0
votes

I'm not able to run Kafka with spark-streaming. Following are the steps I've taken till now:

  1. Downloaded the jar file "spark-streaming-kafka-0-8-assembly_2.10-2.2.0.jar" and moved it to /home/ec2-user/spark-2.0.0-bin-hadoop2.7/jars

  2. Added this line to /home/ec2-user/spark-2.0.0-bin-hadoop2.7/conf/spark-defaults.conf.template -> spark.jars.packages org.apache.spark:spark-streaming-kafka-0-8-assembly_2.10:2.2.0

Kafka Version: kafka_2.10-0.10.2.2

Jar file version: spark-streaming-kafka-0-8-assembly_2.10-2.2.0.jar

Python Code:

os.environ['PYSPARK_SUBMIT_ARGS'] = '--packages org.apache.spark:spark-streaming-kafka-0-8-assembly_2.10-2.2.0 pyspark-shell' 
kvs = KafkaUtils.createDirectStream(ssc, ["divolte-data"], {"metadata.broker.list": "localhost:9092"})
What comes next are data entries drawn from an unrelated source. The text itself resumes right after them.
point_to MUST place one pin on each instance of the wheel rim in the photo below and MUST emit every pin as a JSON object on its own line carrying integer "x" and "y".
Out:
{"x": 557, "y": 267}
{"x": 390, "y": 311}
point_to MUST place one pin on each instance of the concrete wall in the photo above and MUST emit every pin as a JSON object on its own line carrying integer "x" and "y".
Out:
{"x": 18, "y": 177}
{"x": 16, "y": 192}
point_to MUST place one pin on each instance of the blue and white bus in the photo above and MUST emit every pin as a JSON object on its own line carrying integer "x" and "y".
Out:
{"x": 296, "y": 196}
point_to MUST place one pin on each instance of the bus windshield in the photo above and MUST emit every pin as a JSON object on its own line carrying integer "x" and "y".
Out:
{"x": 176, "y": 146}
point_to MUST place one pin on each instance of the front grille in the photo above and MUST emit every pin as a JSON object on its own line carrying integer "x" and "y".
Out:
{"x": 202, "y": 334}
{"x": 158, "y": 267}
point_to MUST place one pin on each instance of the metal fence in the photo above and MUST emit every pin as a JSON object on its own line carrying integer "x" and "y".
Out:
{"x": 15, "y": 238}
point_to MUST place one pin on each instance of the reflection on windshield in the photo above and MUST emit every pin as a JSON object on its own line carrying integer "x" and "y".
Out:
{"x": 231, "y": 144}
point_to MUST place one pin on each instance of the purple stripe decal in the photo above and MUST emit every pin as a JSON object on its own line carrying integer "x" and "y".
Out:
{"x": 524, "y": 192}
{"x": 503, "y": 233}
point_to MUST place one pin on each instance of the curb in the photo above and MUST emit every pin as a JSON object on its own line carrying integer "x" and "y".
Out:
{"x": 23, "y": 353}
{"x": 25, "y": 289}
But I'm still getting the following error:

Py4JJavaError: An error occurred while calling o39.createDirectStreamWithoutMessageHandler.
: java.lang.NoClassDefFoundError: Could not initialize class kafka.consumer.FetchRequestAndResponseStatsRegistry$
    at kafka.consumer.SimpleConsumer.<init>(SimpleConsumer.scala:39)
    at org.apache.spark.streaming.kafka.KafkaCluster.connect(KafkaCluster.scala:59)

What am I doing wrong?

1
How did you configure pom? Are you using ` metrics-core-2.2.0.jar? spark-shell --.jars metrics-core-2.2.0.jar` - pvy4917
You're using spark-2.0.0, but your jars are for 2.2.0... Those versions should be the same - OneCricketeer

1 Answers

0
votes

spark-defaults.conf.template is only a template, and not read by Spark, therefore your JARs will not be loaded. You must copy/rename this file to remove the template suffix

You'll also need to download Spark 2.2 if you want to use those specific JAR files.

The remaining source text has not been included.